Teach to Lead (teachtolead.org) is a new federal initiative coming out of the U.S. Department of Education (ED) with support from the National Board for Professional Teaching Standards (NBPTS). Its purpose is to promote and elevate the role of teacher leaders in educational reform and policy. Using a crowd-sourcing platform, teachers across the country have been (and continue to be) invited to upload their favorite ideas for promoting teacher leadership. Thirty of those ideas were selected for the Louisville Summit held in December and another sixty were selected for the Denver Summit. A third summit will be held in Boston next month.
The primary purpose of the summits is to gather together the most promising and interesting of ideas and support their development and implementation. Representing the Galileo Institute for Teacher Leadership at Oakland University, I served as a critical friend, coaching the development of teacher leaders’ ideas. One group of teachers at my table was busy brainstorming peer-to-peer strategies for gaining teacher buy-in for an instructional coaching model. Another was outlining a plan for putting instructional technology training sessions into an online format. A third was hard at work drafting a rationale and plan for teachers who wished to engage in a yearlong “problems of practice” inquiry. The Avondale group that I traveled with (Lori Sakalian, Sarah Bruha & Dr. Tim Larrabee of OU) were busy identifying steps for growing place-based learning at Auburn Elementary, ground zero for the Avondale/OU Partnership.

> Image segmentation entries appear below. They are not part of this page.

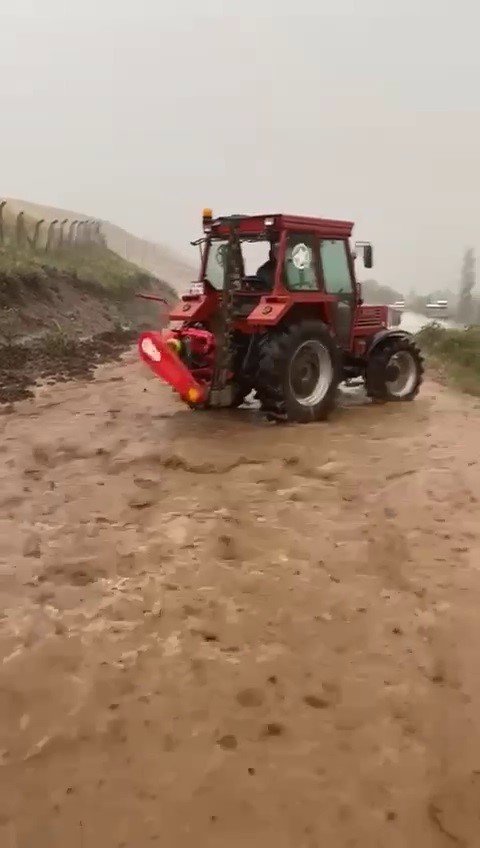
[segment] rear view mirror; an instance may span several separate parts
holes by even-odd
[[[365,268],[373,268],[373,247],[371,244],[366,244],[363,248],[363,264]]]
[[[356,241],[355,250],[358,248],[363,250],[363,264],[365,268],[373,268],[373,247],[369,241]]]

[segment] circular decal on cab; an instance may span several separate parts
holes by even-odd
[[[303,242],[296,244],[292,250],[292,262],[299,271],[309,268],[312,264],[312,251]]]

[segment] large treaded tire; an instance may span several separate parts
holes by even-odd
[[[313,341],[320,343],[331,361],[331,381],[324,396],[311,405],[299,402],[292,389],[290,366],[296,352]],[[262,411],[270,421],[307,424],[322,421],[335,406],[341,380],[340,353],[335,339],[322,321],[303,321],[272,330],[260,344],[254,388]]]
[[[408,354],[414,368],[404,394],[392,393],[391,381],[389,383],[388,380],[388,367],[392,357],[397,353]],[[424,370],[422,353],[413,339],[402,337],[389,339],[380,348],[374,349],[368,359],[365,376],[367,395],[377,403],[400,403],[413,400],[420,391]]]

As I understand it, the Teach to Lead movement (and I think it’s fair to call it such) stems from Arne Duncan’s realization that teachers have to be at the table when we talk about school reform and renewal. For many, this was music to our ears. Of course teachers should be at the table. At the same time, history and experience remind us that it is one thing to be invited and another to contribute in a meaningful and substantive way. Last week reminded me that teachers desperately want a place at the table. They want to be heard and they have ideas with merit. They also need the invitation, support and encouragement to bring those ideas to fruition. My hope is that the Teach to Lead movement continues to equip teacher leaders – through intentional skill-building and coaching – to put their ideas into action.